O-Ei insists she can paint anything, but Katsushika insists that artists all have their own strengths and weaknesses. But even if O-Ei tends to think a little too quickly, Katsushika seems too passive for his own good. There’s tension between them and their ideas, but the film remains non-evaluative. The path it takes toward resolution considers these concepts only as drops in a sea of details that washes over O-Ei (and the audience) until she reaches a new level of fulfillment as an artist. They’re as important as the feel of the water in the river, the sound of merchants in the city, or the old woman selling tea in the snow.

Miss Hokusai offers us the essence of montage as described by Sergei M. Eisenstein, who believed montage was more than editing pictures together. For him, montage was forming images from representations – piecing particulars together and depicting changes over time to create something more than the sum of its parts.
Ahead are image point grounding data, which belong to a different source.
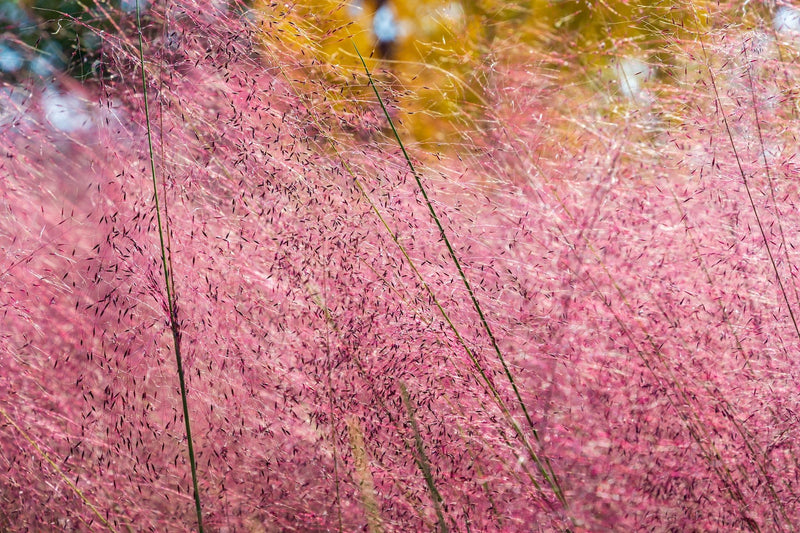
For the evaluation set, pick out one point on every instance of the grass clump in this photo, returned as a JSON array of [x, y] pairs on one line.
[[360, 323]]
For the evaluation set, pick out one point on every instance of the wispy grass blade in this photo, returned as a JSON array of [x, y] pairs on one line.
[[422, 461], [547, 472], [168, 281], [58, 470]]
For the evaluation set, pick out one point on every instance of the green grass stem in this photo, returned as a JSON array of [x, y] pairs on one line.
[[170, 288]]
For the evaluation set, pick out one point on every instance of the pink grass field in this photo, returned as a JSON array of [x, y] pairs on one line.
[[635, 258]]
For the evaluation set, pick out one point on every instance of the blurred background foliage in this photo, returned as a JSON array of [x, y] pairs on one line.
[[444, 52], [43, 37], [436, 58]]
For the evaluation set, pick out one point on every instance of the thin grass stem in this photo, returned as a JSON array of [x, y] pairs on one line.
[[168, 281]]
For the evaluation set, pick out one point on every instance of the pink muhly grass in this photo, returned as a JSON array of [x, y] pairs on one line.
[[330, 347]]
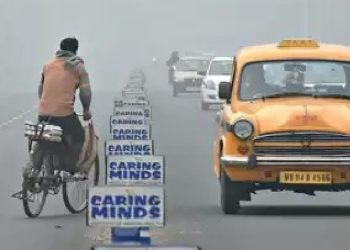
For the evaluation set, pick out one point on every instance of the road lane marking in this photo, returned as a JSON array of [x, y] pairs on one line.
[[17, 117]]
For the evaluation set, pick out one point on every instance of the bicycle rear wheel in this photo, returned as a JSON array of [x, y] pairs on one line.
[[75, 192], [34, 190]]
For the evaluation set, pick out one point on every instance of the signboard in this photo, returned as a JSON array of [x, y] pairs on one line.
[[123, 102], [126, 206], [114, 247], [135, 170], [134, 94], [131, 132], [148, 113], [146, 109], [127, 120], [129, 112], [129, 147], [135, 87]]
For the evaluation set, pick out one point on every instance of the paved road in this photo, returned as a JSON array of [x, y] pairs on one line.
[[183, 133]]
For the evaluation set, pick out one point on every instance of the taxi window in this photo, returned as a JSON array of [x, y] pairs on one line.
[[221, 67], [293, 78]]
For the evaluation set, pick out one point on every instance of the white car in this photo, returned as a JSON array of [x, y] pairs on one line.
[[219, 70], [186, 77]]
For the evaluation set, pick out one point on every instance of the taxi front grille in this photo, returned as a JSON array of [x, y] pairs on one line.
[[302, 143], [301, 151], [303, 136]]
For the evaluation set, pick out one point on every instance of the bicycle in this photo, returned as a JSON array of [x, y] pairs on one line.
[[50, 176]]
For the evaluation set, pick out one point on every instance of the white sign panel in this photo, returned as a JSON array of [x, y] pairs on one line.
[[122, 102], [134, 94], [129, 112], [134, 88], [126, 206], [127, 120], [135, 170], [130, 147], [147, 110], [131, 132]]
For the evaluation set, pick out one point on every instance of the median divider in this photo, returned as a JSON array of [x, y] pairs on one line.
[[132, 200]]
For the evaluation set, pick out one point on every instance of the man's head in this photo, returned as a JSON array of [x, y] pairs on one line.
[[70, 44]]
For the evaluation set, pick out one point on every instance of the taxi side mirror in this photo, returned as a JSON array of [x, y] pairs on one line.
[[225, 90], [202, 73]]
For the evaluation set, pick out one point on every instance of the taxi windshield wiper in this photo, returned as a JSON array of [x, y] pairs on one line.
[[286, 94], [340, 96]]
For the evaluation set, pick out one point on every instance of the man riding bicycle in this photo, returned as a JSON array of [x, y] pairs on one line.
[[61, 77]]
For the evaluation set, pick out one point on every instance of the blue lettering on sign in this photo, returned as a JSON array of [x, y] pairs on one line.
[[130, 134], [129, 149], [125, 207], [127, 122]]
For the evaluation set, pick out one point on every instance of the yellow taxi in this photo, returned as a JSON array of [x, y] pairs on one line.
[[285, 124]]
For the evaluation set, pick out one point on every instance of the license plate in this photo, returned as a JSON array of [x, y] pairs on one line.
[[192, 89], [293, 177]]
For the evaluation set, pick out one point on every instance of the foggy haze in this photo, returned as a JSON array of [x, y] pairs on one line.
[[117, 35]]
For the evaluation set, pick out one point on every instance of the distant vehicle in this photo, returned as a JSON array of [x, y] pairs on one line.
[[137, 75], [219, 70], [285, 121], [186, 77]]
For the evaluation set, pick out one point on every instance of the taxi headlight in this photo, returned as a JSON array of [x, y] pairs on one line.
[[243, 129], [211, 85]]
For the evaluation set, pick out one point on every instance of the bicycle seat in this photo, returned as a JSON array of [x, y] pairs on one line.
[[43, 131]]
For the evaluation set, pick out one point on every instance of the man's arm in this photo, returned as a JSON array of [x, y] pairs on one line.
[[84, 88], [40, 88]]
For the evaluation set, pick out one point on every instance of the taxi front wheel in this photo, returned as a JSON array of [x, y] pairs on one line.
[[230, 194]]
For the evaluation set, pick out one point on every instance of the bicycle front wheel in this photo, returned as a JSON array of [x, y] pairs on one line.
[[34, 189], [75, 192]]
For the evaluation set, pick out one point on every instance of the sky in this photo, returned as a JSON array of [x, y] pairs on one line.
[[117, 35]]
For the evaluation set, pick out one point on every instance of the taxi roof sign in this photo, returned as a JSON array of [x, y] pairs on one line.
[[298, 43]]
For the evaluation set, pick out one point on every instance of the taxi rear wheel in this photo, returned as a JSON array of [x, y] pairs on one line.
[[205, 106], [230, 202], [175, 90]]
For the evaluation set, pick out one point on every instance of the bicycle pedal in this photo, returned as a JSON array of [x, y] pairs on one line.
[[19, 195]]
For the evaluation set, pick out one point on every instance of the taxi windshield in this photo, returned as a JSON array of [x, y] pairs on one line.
[[221, 67], [279, 79], [192, 65]]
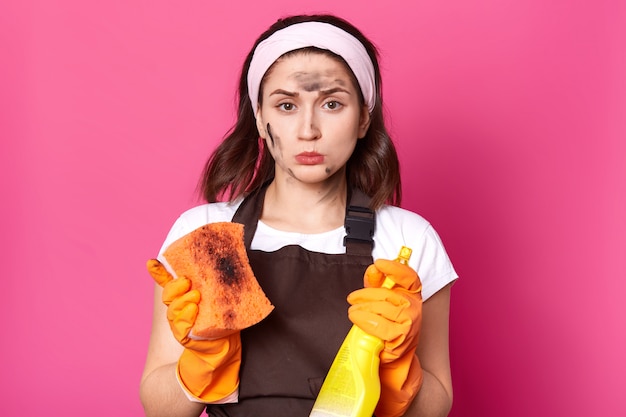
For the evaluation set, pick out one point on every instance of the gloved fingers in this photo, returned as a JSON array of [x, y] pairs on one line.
[[158, 272], [375, 325], [182, 316], [373, 277], [388, 311], [180, 303], [366, 295], [403, 275], [175, 289]]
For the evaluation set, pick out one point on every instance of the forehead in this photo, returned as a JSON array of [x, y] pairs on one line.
[[303, 68]]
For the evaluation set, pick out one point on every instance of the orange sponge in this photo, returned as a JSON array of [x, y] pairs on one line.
[[213, 257]]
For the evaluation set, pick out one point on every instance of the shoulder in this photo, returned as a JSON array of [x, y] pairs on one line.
[[199, 216], [397, 227]]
source: Bandai Visual Company

The varied situations O-Ei encounters in her life are represented in Miss Hokusai as vignettes in which little details mount, from things as subtle as a character’s body language to things as striking as shifts in how the setting is rendered. They lend unexpected weight to the little visual grace notes that end them. New understanding suddenly hits the viewer from things as simple as O-Ei turning her face to reveal an ink stain on her cheek, or O-Ei and Katsushika walking by each other on the street and passing through a shaft of golden sunlight.

Developing Distinction

Of course, the building details are strong even without the moments of revelation they allow for. It’s remarkable just how intuitive they are. In one scene, O-Ei amuses Nao by bringing her to a bridge. There’s no dialogue, but from the sound design and a few judicious cuts, it’s perfectly clear that O-Ei and Nao have come not for the sights, but for the sounds and smells of the town’s midday bustle. Miss Hokusai‘s Edo is varied and dynamic, which only strengthens the character drama that takes place there.

As it happens, the film’s anachronistic music choices and brief intrusions of the supernatural serve that purpose in another way. O-Ei is an enthralling character not just for the distinction of her personality, but for the way her personality strikes the viewer in remarkably different ways depending on the situation.
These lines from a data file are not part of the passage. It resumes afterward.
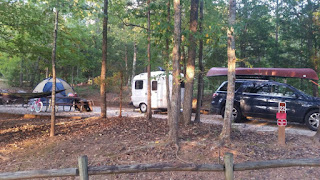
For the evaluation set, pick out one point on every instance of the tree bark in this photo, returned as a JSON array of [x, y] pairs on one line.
[[176, 92], [21, 73], [104, 61], [149, 112], [127, 79], [190, 70], [120, 95], [134, 60], [53, 90], [226, 130], [183, 59], [168, 66], [201, 68]]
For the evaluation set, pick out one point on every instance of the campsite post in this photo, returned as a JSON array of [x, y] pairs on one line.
[[282, 122]]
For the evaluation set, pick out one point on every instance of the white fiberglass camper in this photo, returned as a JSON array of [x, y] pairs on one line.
[[158, 90]]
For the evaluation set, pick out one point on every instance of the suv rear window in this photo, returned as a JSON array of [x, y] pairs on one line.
[[224, 87]]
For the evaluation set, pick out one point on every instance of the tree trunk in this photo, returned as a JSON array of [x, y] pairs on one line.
[[176, 97], [120, 95], [168, 66], [21, 73], [134, 60], [149, 112], [277, 35], [201, 68], [104, 61], [183, 59], [226, 130], [190, 70], [53, 95], [126, 63]]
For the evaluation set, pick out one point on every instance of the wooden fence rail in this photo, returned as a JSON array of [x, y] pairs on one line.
[[84, 170]]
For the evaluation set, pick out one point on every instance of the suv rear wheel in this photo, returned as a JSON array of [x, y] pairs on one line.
[[236, 114], [312, 119]]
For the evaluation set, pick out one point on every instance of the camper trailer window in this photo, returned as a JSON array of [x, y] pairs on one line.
[[154, 85], [139, 84]]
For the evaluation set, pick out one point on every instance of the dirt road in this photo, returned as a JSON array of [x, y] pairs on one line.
[[252, 125]]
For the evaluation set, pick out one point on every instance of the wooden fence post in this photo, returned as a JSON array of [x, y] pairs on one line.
[[83, 167], [228, 166]]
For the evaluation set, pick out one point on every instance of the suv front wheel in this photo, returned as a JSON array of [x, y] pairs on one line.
[[312, 119], [236, 114]]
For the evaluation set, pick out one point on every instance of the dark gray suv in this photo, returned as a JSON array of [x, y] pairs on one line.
[[260, 99]]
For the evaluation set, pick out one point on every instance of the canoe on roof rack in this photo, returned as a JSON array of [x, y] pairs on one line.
[[304, 73]]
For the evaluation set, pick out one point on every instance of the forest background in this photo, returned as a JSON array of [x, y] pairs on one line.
[[268, 34]]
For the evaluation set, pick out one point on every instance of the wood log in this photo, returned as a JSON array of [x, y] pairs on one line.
[[228, 165], [160, 167], [276, 164], [83, 167], [40, 174]]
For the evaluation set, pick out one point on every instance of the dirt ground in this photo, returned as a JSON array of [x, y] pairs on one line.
[[25, 145]]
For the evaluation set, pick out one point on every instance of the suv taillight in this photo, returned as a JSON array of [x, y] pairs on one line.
[[214, 95]]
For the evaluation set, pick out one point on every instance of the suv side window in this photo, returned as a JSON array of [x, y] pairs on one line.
[[225, 86], [281, 90], [257, 88]]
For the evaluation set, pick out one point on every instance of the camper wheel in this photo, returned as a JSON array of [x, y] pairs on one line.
[[143, 107]]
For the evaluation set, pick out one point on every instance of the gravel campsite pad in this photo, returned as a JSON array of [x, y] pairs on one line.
[[25, 145]]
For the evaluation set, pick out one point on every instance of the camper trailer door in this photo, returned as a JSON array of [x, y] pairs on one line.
[[154, 94]]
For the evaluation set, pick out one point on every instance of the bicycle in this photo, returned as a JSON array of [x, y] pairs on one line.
[[36, 105]]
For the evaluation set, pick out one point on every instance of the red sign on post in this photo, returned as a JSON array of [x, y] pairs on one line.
[[281, 114], [282, 122]]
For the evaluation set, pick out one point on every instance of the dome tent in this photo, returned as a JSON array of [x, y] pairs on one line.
[[46, 86]]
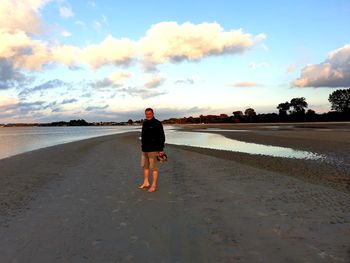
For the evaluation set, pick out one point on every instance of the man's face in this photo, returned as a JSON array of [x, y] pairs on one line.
[[149, 115]]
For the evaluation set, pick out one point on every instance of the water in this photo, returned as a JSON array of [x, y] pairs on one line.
[[15, 140], [219, 142]]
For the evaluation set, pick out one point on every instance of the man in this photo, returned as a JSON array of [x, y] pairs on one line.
[[152, 140]]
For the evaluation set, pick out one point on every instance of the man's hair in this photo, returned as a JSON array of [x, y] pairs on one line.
[[149, 109]]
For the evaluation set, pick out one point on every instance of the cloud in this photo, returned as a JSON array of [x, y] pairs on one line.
[[66, 34], [190, 80], [116, 79], [92, 3], [291, 69], [10, 77], [254, 65], [163, 43], [96, 108], [141, 92], [154, 82], [333, 72], [170, 41], [51, 84], [245, 84], [19, 15], [66, 12], [68, 101], [110, 51]]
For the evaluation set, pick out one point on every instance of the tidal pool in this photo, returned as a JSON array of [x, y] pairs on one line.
[[220, 142]]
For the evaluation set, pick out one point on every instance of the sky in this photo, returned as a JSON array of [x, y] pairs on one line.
[[109, 60]]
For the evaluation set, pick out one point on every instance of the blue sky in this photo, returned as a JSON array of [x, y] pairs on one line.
[[108, 60]]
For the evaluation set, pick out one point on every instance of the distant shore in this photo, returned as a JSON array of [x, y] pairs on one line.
[[80, 201]]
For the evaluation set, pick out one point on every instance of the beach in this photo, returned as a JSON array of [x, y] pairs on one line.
[[79, 202]]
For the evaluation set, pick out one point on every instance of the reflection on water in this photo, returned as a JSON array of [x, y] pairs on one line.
[[15, 140], [219, 142]]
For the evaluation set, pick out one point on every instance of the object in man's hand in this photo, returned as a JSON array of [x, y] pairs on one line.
[[162, 157]]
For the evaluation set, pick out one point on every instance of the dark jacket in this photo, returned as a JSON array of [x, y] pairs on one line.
[[152, 136]]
She remains curt and stoic throughout the film, except for the moments when she shares sisterly smiles with Nao. When she’s with Katsushika and his crude, indecorous students, her bluntness seems like that of a person who’s slightly annoyed, but determined to persevere and handle the problems she knows won’t be handled by the people around her. When she’s with Nao, her straightforwardness and resilience make her seem like a mature, hyper-capable caretaker. And yet, when she’s working out the uncertainty of her love life, her reticence makes her seem immature – at once stubborn and unprepared.

source: Bandai Visual Company

O-Ei’s personality is consistent, but still lets her be an active participant in the Miss Hokusai‘s sense of variety; she’s both dynamic and perfectly distinct. And for that, the film makes it easy for the viewer to apprehend the experience of an idiosyncratic person. The aforementioned music and fantasy sequences serve the idea that the film is exposing the consequences her eccentricity has for her world and the people therein.

To Conclude

It’s difficult to say whether one part of Miss Hokusai is more important than any other part to the whole. It’s also unnecessary. The film’s climax – insofar as it can even be called that – isn’t a culmination of its narrative through-lines or a final statement on its themes; rather, it’s a moment of exchange between all the disparate aspects of O-Ei’s life.
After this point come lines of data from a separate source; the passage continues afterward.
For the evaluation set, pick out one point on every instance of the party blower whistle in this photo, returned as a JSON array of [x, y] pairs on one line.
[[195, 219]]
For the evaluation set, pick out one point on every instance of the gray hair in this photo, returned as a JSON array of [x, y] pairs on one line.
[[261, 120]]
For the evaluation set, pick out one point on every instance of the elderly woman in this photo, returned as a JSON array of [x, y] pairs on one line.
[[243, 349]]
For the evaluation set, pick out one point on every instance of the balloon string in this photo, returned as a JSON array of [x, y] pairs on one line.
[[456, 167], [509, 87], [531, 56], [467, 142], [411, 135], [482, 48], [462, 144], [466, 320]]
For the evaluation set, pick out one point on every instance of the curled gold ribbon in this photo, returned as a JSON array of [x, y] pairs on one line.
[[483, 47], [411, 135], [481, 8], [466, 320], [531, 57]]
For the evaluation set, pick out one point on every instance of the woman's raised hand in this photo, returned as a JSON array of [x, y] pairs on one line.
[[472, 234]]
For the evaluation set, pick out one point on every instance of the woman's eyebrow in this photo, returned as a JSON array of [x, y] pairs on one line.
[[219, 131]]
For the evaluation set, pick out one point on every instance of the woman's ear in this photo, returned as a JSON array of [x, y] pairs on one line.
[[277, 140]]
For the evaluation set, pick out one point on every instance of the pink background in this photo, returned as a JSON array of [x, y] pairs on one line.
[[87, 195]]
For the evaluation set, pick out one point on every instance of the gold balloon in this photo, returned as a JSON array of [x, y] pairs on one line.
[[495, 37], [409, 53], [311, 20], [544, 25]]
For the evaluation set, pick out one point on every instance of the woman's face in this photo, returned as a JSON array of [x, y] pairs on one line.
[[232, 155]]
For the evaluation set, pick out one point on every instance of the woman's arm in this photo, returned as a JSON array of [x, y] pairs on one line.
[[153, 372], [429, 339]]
And if we must decide that the film is ultimately in service of something, that exchange may as well be it. Because for all the film’s painters, art is a practice that involves synthesizing something from their lives and, consequently, broadening them. In their pursuit of art, finding their ways around the world becomes the same as finding their ways around their own potential.

What do you think of Miss Hokusai?

Miss Hokusai was released in the United States on October 14, 2016, and is still showing in limited release.